The NMPF, a nearly 100-year-old group that helps to advance the cause of 40,000 American dairy farmers, is very worried that a lot of Americans are very, very confused (and possibly a little on the slow side when it comes to dairy choices). The group launched a petition yesterday asking the FDA to crack down on what it calls the "misappropriation of dairy terminology" that's misleading American consumers into thinking that products made out of soy, nuts, hemp and a variety of other non-animal products and combined with words like "milk," "cheese" and "yogurt" are actually the same as products made from animal milk.

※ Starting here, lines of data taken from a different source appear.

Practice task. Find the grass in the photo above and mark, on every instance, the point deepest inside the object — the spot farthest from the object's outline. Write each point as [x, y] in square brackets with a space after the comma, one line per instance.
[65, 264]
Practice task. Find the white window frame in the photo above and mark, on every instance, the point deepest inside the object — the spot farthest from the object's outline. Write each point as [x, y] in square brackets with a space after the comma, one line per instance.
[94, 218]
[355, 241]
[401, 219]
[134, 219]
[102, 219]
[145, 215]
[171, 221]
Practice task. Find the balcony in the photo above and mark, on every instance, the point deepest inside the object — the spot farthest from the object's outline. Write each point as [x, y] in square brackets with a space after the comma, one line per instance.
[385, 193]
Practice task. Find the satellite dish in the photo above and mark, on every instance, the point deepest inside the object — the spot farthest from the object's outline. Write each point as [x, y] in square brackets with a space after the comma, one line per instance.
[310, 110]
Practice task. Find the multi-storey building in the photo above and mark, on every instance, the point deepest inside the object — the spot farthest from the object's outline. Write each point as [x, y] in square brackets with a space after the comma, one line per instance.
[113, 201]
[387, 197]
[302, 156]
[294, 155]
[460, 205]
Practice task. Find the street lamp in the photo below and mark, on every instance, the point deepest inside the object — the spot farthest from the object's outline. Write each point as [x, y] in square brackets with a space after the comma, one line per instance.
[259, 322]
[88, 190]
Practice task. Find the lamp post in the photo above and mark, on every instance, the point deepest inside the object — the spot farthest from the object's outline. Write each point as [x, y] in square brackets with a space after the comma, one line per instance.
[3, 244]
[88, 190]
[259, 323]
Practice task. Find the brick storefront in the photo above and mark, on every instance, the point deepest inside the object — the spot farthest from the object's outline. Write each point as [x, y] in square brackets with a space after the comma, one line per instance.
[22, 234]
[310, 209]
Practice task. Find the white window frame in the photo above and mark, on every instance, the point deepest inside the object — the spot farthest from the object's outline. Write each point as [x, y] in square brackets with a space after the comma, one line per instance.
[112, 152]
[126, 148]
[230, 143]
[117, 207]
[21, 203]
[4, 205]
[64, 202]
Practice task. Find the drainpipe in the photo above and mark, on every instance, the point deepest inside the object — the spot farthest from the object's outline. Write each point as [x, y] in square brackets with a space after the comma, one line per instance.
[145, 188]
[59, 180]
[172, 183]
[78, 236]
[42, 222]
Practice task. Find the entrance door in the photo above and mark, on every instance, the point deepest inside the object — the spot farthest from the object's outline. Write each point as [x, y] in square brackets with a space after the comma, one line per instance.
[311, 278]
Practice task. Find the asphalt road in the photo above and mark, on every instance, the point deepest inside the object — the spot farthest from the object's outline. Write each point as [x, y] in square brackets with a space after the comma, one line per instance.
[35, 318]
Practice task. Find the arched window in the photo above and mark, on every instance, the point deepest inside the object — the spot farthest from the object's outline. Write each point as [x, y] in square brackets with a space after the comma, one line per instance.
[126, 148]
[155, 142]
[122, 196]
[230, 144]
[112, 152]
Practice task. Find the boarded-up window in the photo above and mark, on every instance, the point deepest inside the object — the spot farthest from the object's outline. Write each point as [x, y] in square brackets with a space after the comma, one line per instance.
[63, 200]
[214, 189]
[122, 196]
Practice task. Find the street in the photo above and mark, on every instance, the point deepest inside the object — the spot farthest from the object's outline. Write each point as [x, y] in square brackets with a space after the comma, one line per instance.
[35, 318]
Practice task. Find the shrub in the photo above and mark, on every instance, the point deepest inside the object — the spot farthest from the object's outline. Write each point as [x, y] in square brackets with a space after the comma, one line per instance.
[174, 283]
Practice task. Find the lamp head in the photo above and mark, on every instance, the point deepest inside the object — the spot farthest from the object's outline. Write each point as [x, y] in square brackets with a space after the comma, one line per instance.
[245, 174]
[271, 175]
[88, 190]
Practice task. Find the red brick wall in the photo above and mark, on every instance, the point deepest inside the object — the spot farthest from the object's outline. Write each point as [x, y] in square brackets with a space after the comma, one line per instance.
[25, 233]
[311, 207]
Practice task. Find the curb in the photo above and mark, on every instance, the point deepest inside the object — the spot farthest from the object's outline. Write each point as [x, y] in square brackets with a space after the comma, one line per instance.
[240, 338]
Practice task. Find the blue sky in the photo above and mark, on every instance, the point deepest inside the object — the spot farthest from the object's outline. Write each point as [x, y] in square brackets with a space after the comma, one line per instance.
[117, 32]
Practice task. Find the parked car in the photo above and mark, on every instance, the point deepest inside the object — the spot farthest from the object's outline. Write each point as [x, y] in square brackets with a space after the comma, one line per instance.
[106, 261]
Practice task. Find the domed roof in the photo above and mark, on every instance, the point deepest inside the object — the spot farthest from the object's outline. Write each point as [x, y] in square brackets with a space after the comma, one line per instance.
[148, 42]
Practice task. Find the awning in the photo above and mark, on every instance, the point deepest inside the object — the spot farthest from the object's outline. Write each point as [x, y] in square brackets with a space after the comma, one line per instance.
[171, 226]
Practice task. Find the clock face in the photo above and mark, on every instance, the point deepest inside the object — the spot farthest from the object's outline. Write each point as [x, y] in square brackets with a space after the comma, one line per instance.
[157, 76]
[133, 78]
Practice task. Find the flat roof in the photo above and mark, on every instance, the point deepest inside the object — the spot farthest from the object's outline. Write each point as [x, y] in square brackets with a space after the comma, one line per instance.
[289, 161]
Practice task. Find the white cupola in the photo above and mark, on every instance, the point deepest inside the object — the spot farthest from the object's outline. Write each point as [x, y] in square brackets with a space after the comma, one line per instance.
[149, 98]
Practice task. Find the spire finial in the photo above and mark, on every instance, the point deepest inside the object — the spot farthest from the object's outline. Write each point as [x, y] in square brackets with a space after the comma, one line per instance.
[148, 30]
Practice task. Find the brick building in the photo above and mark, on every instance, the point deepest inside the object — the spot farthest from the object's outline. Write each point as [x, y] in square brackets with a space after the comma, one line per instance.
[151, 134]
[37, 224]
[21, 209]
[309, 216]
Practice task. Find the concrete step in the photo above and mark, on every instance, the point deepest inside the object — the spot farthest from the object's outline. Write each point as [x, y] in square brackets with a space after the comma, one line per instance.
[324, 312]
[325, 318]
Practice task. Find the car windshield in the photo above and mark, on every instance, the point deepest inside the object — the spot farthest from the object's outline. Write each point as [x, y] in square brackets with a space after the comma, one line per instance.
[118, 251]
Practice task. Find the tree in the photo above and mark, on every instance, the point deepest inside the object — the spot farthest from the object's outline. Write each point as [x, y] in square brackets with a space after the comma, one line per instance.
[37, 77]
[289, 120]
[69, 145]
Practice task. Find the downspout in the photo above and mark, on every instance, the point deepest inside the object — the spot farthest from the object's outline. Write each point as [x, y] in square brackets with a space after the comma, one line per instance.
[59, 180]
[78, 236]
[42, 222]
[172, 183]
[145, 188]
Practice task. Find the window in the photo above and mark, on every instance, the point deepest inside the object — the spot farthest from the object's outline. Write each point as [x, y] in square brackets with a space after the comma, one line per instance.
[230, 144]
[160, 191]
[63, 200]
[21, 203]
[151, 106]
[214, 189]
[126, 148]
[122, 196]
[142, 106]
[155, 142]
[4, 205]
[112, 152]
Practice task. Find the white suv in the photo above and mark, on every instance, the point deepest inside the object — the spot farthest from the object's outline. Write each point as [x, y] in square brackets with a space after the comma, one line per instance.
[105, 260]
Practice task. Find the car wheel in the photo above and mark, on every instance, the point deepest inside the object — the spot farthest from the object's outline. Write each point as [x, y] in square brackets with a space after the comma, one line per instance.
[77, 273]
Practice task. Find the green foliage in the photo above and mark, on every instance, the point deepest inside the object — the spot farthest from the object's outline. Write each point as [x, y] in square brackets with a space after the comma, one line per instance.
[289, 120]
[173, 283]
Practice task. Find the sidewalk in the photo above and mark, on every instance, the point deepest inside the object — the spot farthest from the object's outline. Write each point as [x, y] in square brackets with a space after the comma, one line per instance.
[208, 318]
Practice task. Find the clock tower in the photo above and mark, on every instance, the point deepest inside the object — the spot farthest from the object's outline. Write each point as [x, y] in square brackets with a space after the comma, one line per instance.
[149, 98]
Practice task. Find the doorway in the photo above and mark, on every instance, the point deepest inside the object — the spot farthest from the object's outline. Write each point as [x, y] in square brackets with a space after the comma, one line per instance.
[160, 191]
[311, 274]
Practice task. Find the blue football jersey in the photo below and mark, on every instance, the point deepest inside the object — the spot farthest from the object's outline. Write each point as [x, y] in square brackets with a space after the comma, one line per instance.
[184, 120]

"The FDA has allowed the meaning of 'milk' to be watered down to the point where many products that use the term have never seen the inside of a barn," the group's president and CEO Jerry Kozak said, in a press release. The group singles out "imitation milks made from hemp, rice, almonds, and other plants, legumes and vegetables; yogurts made from soybeans and rice; and cheeses made from soy, rice, and nuts." And this kind of rampant bait-and-switch behavior, apparently, is hurting dairy farmers' business. (The group also points to hilarious imitation-cheese products like "cheeze.")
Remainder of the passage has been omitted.